I did call Karen and she did tell me that they grow fava beans and broccoli raab, two of my favorite foods, in the spring, and that they have had some success in teaching people to eat them. I told her that I frequently urge my readers to, for heaven’s sake, buy the odd thing when they see it on the farmers’ stand and try it – farmers are not going to grow what they cannot sell!
And we did agree with Steven that two of the best things to do with baby ginger is to pickle it and candy it, both of which processes work better with fiberless, tender young ginger. You can also, of course, freeze it, since it will not last a long time fresh. We put our heads together to figure out how to pickle it, and I now have about 3 ounces of it, thinly sliced, salted and slightly fermenting in a bowl in the kitchen. Later I will add a syrup of ¼ cup of rice vinegar to ¼ cup of water and 1 tablespoon of sugar. I am not sure how long this might last in the fridge, but I imagine it could, too, be frozen if it is not lapped up like ambrosia fast enough.

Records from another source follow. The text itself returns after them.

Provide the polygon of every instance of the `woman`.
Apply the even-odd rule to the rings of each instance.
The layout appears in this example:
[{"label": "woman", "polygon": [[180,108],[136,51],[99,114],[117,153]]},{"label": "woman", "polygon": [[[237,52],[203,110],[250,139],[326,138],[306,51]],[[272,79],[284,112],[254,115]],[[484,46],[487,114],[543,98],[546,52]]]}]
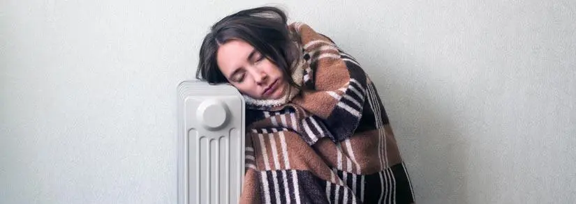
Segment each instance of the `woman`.
[{"label": "woman", "polygon": [[369,77],[327,37],[274,7],[216,22],[197,77],[246,102],[245,203],[411,203],[412,188]]}]

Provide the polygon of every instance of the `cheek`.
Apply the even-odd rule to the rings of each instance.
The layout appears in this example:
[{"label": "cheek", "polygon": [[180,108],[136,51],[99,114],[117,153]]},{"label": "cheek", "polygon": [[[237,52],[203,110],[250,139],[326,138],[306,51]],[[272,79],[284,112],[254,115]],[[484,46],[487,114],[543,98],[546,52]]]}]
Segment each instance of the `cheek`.
[{"label": "cheek", "polygon": [[268,72],[269,75],[272,75],[276,77],[282,77],[282,71],[280,70],[280,68],[278,68],[275,64],[268,62],[266,65],[267,68],[267,72]]}]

There were other – wonderful – discoveries at Dorset. Besides finding what I think of as Rutland’s own Young La and Yoder’s and Ruane Farm there, I rediscovered Woodcock Farm’s cheeses, including a favorite chevre-type sheep’s milk called Summer Snow, and a rich nutty yellow Blue cheese. Oh. My. Goodness.

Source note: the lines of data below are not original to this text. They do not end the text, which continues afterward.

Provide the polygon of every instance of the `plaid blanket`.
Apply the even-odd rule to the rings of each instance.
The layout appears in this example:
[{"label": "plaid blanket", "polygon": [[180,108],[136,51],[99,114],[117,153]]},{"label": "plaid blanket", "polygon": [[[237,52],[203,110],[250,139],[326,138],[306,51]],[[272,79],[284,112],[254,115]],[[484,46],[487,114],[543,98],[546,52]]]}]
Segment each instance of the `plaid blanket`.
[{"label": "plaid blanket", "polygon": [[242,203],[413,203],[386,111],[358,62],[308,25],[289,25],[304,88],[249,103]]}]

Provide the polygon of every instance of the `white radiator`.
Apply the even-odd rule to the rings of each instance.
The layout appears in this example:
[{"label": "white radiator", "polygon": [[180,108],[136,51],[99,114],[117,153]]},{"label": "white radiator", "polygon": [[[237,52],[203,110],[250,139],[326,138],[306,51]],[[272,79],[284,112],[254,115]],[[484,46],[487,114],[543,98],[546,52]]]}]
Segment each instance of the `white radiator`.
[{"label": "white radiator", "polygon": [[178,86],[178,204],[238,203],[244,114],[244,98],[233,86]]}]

I urged all of these purveyors to come to the Rutland Market, and Woodcock’s new PR and sales person, Jordan, is particularly attracted by the winter market and the Vermont Farmers’ Food Center and the role it is playing in this whole area’s food industry! Woodcock Farm was one of the first Winter Market vendors back when the market started up in the back of the Co-op.
One more vendor caught my eye and followed up by tantalizing my taste buds. Sandra Kraehling’s Pan Latin Foods are scrumptious. I tried a corn cake topped with lightly grilled vegetables, sour cream, and then, for good measure, a zigzag of creamy ancho dressing. It was called Alepa de Choclo, and it was excellent. I found that it’s usually called Arepas de choclo, with choclo meaning yellow corn. I believe they’re usually made of a batter that includes corn kernels, yellow cornmeal, and a fresh cheese, that is then cooked on a griddle.

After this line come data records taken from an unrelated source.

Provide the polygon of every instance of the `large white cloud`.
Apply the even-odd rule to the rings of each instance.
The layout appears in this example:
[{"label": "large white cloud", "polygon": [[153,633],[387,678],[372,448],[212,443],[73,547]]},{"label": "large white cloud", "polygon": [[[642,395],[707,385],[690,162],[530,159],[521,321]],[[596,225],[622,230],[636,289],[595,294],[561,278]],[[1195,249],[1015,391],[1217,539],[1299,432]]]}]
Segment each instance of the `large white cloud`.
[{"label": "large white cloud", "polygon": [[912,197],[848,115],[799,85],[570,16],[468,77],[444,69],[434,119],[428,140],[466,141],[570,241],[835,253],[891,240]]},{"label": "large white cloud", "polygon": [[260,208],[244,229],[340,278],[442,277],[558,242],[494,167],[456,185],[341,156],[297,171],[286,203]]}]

I had hoped to have a recipe for you but must’ve gotten my signals mixed. There are quite a few online, but since I haven’t tried them I can’t recommend any particular one. If you know of one, please let me know.
In the meantime, the very serendipitous event has occurred, that fennel and melon season have concurred, and I’ve been able to make the salad I talked about in the last column. The only difference I’ve made is the shaving of thin rounds of baby ginger in with the rest.
As we enjoy the disparate and yet complementary tastes in this dish, the porch and patio are scattered with wild leaves that evoke such e words as enigmatic, and perhaps even elegant, and certainly elegiac, and Mother Nature tiptoes subtly into autumn.